Scientific Reportsvolume 7, Article number: 15163 (2017) | Download Citation


We conducted a retrospective study based on the Surveillance, Epidemiology, and End Results Program (SEER) database to establish a novel nomogram prognostic prediction system and to estimate the association between overall survival and prognostic factors, as well as to explore surgical treatment strategies for adenocarcinoma of the jejunum and ileum. A total of 883 patients from the SEER database were included in this study. Eight potential prognostic factors were included in a nomogram model and discriminatory power and accuracy were examined using the Harrell’s C-index and Akaike Information Criterion (AIC) index. In comparison with the AJCC TNM staging system, the nomogram prediction system was more accurate and homogeneous (Harrell’s C-index, 0.731 vs. 0.667; AIC index, 4852.9 vs. 4913.723). For surgical management, resection of more than 12 local lymph nodes could improve the likelihood of survival. This study demonstrates that our nomogram model is more accurate and homogeneous than the traditional AJCC TNM staging system, and proper surgical strategies for mesenteric lymphadenectomy improve overall survival.

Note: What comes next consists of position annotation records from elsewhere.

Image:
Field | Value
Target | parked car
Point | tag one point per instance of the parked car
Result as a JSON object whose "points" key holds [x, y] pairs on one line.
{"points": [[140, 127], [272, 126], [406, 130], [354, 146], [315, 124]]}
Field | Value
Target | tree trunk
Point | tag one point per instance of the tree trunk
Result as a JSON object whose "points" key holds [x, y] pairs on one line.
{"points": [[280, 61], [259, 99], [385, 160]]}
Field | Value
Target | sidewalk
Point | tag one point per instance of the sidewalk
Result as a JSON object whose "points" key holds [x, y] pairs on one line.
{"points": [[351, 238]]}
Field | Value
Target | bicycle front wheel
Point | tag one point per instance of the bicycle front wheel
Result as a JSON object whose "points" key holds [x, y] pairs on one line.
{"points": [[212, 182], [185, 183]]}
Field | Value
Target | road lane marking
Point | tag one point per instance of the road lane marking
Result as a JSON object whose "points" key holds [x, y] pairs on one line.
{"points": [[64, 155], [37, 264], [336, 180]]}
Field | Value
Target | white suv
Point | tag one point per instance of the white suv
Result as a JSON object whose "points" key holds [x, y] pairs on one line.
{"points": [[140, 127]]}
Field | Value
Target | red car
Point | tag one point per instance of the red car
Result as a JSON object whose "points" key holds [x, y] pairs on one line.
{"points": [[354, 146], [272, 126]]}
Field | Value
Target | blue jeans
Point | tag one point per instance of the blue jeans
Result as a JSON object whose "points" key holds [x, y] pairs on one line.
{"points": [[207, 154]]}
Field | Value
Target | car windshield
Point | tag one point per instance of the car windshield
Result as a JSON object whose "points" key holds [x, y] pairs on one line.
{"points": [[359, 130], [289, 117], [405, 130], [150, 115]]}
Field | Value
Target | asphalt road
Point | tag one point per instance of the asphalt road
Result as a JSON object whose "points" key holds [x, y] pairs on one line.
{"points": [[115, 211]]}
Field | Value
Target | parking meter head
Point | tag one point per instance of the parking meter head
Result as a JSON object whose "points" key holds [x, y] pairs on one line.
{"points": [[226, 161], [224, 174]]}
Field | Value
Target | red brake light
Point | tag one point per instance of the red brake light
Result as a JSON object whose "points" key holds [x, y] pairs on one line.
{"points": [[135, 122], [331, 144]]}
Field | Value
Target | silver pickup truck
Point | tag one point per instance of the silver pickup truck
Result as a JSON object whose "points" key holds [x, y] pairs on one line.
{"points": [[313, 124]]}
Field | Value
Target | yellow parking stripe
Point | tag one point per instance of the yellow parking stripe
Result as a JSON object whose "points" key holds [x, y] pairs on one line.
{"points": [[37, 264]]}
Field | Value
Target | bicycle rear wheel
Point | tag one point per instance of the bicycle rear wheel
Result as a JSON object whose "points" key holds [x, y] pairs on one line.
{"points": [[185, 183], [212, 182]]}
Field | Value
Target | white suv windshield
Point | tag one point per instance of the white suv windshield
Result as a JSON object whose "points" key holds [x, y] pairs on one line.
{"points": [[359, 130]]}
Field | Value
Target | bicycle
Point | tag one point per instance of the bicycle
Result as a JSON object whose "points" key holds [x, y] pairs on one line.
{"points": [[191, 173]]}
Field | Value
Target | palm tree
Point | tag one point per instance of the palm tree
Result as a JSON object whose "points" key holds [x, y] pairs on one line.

Small bowel neoplasms, whether benign or malignant, are extremely rare1. The American Cancer Society estimates that there will be approximately 10190 new cases and 1390 deaths from small bowel neoplasms in 20172. Although the mucosa surface of the small bowel accounts for more than 90% of the gastrointestinal tract, only 3% of neoplasms of the digestive tract originate in the small bowel1. Due to this relatively rare incidence, little clinical attention is paid to these neoplasms.

There are over 40 different histological types in both benign and malignant small bowel neoplasms3. Adenomas, lipomas and leiomyomas are the major types of benign neoplasms4,5, while adenocarcinomas and carcinoids (neuroendocrine tumours) are the most common types of the malignant tumours6. Several high-risk conditions also warrant additional attention due to their association with an increased risk of adenocarcinoma of the small bowel: familial adenomatous polyposis (FAP), Lynch syndrome, Peutz-Jeghers syndrome and Crohn’s disease7,8,9,10.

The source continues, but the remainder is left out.